Susheel's words of thanks and explanation about the night followed the music. He encouraged us to prepare for the culinary exploration by opening our sealed envelopes to peruse the 14 dish menu we would be taken (grouped into entrees, mains and dessert) with a glass of shiraz or pinot noir (a great fire quencher when the spices get too much).

First out to the table were the crispy vegetable and chicken samosas draped in a splash of yoghurt and contrasting sauce. Inditi was happy to tell us that in India, samosas are a breakfast favourite.

The samosas stood to attention on the plate, inviting us to admire their perfect shape. On biting into each one, our tastebuds were hit by a yummy savoury, peppery and spicy filling (without being too hot) in a delicious fried crisp pastry. A spicy kick was more prominent in the chicken variety. Consensus around the table agreed it was a perfect precursor for the four remaining entrees to be served.

I enjoyed all the entrees but of course I had some highlights. As well as the Sampras, my picks included the Aloo Tiki Chat - a delicious Indian twist on the humble baked potato. The potato had been perfectly pan fried before being covered in tasty spicy sauces, thick yoghurt and a frangrant fruity chutney. A lovely textural mix of crispy potato skin and fluffy insides contrasted well with the toppings Lahsooni Jiheenga was another big hit for me. A distinct garlic tandoor flavour wrapped itself around juicy tender prawns. A spritz of lemon juice added a zing to the subtle Tandoori spices. Everyone was wishing another plate would appear.

Between courses we were encouraged to engage in some Bollywood dancing. As I hadn't come dressed up, I decided to opt out but it was fun to watch a dance instructor teach the other guests all the moves.

The mains came out after the dancing. The dishes continued to be served in a perfect sharing size. We helped ourselves to tandoor roasted eggplant, and a goat curry that was touted as being 'hot'. Aways a little cautious of the more robust Indian curries, I was delighted to find the goat was not scary hot. Lamb cooked with baby spinach, Malibu Prawns, and butter chicken followed.
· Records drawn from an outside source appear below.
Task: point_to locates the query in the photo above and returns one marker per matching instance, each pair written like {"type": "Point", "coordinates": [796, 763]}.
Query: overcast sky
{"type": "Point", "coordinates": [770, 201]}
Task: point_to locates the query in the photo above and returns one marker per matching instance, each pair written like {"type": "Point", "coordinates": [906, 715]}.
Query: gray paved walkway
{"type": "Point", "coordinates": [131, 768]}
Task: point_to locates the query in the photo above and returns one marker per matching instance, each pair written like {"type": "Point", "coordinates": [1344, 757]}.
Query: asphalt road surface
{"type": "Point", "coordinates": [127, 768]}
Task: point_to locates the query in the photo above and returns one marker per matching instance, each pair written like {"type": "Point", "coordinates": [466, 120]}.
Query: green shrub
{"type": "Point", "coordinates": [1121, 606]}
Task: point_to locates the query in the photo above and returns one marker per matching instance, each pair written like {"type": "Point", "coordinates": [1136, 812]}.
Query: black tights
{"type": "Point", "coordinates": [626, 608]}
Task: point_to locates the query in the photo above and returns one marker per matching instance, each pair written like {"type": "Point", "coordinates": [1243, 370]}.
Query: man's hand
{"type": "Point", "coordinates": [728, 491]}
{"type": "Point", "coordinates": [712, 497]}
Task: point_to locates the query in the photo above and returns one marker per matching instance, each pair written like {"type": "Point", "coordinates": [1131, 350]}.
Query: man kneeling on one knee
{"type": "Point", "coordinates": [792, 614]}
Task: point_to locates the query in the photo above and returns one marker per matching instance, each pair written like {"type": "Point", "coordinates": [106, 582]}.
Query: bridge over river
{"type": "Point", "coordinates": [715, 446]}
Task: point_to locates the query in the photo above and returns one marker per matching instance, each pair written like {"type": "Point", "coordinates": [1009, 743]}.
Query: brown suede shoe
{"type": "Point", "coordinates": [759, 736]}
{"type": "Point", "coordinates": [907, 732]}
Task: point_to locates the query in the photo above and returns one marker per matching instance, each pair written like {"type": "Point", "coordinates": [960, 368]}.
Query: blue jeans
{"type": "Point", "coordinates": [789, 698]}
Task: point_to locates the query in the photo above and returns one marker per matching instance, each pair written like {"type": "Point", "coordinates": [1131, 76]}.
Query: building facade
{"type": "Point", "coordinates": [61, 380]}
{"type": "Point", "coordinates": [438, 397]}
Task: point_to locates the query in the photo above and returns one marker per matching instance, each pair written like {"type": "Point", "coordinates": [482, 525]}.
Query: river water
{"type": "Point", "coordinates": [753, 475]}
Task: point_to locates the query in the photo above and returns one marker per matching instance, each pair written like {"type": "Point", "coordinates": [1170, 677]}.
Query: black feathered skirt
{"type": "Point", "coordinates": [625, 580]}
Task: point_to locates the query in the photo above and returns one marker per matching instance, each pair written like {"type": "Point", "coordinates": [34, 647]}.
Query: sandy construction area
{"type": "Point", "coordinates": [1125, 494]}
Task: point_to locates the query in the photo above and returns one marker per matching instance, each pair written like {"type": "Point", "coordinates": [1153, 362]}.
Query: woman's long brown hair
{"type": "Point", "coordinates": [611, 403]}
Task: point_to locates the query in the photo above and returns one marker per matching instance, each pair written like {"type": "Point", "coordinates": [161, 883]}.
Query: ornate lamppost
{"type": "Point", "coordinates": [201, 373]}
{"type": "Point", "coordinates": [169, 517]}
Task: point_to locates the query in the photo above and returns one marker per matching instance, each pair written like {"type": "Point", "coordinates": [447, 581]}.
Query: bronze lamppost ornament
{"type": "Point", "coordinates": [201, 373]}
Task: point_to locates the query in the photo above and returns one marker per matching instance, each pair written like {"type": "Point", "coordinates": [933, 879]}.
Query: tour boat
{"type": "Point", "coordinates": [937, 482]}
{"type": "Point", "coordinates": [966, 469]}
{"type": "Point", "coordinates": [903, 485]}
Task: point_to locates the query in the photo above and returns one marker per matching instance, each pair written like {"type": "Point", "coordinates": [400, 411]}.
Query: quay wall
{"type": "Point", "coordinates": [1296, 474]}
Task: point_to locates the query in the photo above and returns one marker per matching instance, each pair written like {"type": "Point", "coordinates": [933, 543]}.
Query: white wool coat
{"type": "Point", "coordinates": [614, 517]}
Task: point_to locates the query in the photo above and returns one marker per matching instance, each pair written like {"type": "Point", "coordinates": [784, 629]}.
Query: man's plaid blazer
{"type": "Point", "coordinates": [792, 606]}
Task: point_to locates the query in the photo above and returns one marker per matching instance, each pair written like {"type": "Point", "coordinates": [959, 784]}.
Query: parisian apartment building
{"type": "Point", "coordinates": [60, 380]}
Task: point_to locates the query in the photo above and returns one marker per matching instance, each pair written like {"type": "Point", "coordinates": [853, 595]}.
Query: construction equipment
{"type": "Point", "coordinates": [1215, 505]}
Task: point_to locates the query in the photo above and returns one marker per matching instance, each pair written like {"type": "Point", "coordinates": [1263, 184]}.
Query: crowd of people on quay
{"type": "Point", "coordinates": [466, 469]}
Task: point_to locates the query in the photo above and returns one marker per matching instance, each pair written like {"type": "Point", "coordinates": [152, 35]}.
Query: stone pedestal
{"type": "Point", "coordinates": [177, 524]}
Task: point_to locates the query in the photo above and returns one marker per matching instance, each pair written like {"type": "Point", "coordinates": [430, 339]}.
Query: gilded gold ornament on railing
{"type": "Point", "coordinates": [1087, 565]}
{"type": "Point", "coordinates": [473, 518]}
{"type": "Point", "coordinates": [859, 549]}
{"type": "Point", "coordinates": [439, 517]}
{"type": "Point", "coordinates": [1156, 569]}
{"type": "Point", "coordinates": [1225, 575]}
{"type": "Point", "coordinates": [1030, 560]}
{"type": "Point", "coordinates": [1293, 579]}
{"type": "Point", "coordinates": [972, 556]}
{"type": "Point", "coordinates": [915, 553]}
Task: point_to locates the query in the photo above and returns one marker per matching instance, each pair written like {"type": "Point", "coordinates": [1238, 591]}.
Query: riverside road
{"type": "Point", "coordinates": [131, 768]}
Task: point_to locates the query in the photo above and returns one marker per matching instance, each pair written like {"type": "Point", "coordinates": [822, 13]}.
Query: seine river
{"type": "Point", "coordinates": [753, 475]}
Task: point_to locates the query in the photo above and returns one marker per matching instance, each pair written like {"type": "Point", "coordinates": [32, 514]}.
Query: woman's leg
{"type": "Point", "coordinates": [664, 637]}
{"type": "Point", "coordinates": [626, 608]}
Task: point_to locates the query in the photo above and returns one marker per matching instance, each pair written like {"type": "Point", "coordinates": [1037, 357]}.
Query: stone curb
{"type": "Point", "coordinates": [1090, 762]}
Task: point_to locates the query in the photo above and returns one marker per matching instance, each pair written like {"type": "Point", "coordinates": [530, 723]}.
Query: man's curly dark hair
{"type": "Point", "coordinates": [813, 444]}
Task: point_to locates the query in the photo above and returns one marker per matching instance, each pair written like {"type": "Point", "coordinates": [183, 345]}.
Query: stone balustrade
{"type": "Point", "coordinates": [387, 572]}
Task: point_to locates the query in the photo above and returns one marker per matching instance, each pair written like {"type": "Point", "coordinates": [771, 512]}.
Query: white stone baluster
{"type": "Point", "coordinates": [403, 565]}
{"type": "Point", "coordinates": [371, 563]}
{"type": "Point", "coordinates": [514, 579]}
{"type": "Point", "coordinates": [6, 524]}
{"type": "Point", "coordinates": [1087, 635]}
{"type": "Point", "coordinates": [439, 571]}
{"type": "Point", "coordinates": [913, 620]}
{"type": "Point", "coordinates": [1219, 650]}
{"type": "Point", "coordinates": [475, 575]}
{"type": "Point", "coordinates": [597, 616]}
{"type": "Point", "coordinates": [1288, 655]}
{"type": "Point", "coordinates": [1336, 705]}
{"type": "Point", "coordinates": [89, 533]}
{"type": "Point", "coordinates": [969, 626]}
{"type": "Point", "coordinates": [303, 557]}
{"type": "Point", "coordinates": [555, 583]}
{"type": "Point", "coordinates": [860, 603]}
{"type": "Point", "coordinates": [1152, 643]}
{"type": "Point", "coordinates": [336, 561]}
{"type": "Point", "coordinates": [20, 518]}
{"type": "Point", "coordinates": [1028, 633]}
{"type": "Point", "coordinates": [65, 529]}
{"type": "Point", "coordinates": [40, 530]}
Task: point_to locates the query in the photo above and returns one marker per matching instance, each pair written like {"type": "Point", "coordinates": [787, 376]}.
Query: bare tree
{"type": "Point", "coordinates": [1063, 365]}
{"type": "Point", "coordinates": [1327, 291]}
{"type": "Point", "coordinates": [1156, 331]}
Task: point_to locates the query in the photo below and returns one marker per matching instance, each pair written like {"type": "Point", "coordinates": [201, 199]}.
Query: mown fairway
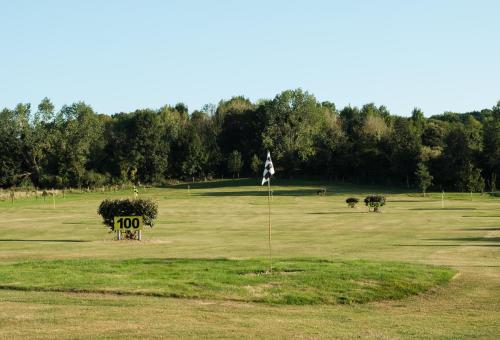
{"type": "Point", "coordinates": [229, 220]}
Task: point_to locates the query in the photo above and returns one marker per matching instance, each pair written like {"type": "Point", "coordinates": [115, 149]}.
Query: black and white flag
{"type": "Point", "coordinates": [268, 169]}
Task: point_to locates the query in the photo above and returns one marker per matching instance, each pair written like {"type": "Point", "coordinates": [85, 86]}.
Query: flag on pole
{"type": "Point", "coordinates": [268, 169]}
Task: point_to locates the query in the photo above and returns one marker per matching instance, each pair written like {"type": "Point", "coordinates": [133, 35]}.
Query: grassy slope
{"type": "Point", "coordinates": [231, 222]}
{"type": "Point", "coordinates": [298, 281]}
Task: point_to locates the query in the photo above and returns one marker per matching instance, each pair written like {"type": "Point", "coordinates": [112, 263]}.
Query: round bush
{"type": "Point", "coordinates": [352, 201]}
{"type": "Point", "coordinates": [108, 209]}
{"type": "Point", "coordinates": [374, 202]}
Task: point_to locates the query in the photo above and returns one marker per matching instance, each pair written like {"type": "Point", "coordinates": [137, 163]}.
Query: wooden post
{"type": "Point", "coordinates": [269, 206]}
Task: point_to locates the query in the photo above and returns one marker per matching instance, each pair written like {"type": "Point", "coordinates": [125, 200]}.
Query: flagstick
{"type": "Point", "coordinates": [269, 205]}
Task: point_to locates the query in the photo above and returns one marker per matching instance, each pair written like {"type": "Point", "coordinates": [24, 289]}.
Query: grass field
{"type": "Point", "coordinates": [229, 220]}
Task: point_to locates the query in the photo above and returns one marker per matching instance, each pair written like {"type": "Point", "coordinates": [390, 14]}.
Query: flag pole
{"type": "Point", "coordinates": [269, 205]}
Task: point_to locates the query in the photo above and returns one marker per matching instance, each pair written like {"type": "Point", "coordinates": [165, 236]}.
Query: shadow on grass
{"type": "Point", "coordinates": [447, 245]}
{"type": "Point", "coordinates": [443, 209]}
{"type": "Point", "coordinates": [338, 213]}
{"type": "Point", "coordinates": [54, 241]}
{"type": "Point", "coordinates": [301, 192]}
{"type": "Point", "coordinates": [489, 216]}
{"type": "Point", "coordinates": [331, 186]}
{"type": "Point", "coordinates": [482, 228]}
{"type": "Point", "coordinates": [469, 239]}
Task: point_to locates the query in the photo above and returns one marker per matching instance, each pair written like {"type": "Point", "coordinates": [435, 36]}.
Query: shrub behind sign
{"type": "Point", "coordinates": [128, 215]}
All dishes were accompanied with rice and naan bread.

The goat curry was a favourite of the table. However, I was taken by the lamb. The butter chicken had a mild spicy creamy sweetness to it, and the eggplant had a lovely mellow spicy roasted tandoor flavour.

More Bollywood dancing occurred before desserts. I used this time to go exploring the main section of the restaurant downstairs. I discovered a magical private dining garden area just past the reption/bar area. Out the front were two themed rooms, as well as an outdoor area. The loft style room we were occupying also had a balcony. In all, the restaurant can seat a maximum of 80 people and is decorated in a stylish elegant way that was very welcoming and comfortable.

I returned upstairs just in time for the dessert course. Three Indian ice creams and a festive carrot dish were on offer. Of course, as desserts are my specialty I made it my mission to taste all of them.

I loved the carrot dish full of warming spices, most notably ginger. It reminded me of a deconstructed carrot cake. The mango and raisin kulfi was like a Weiss bar - all mango and creaminess that complemented the carrot dish very well. For those with an ultra sweet tooth, I would recommend the honey and pistachio kulfi with its big honey flavours. A more subtle sweetness came from the saffron and almonds kulfi.

The sweet end of the meal at Delhi By The Way was a nice surprise. All options brought a modern take to traditional Indian sweets. The ice creams in particular gave our palates an interesting change in pace.

My verdict of the night was very positive. Delhi By The Way is a restaurant that will give your tastebuds a North Indian adventure with welcoming hospitality. Susheel and his staff will definitely create an enjoyable night of feasting for you and your friends.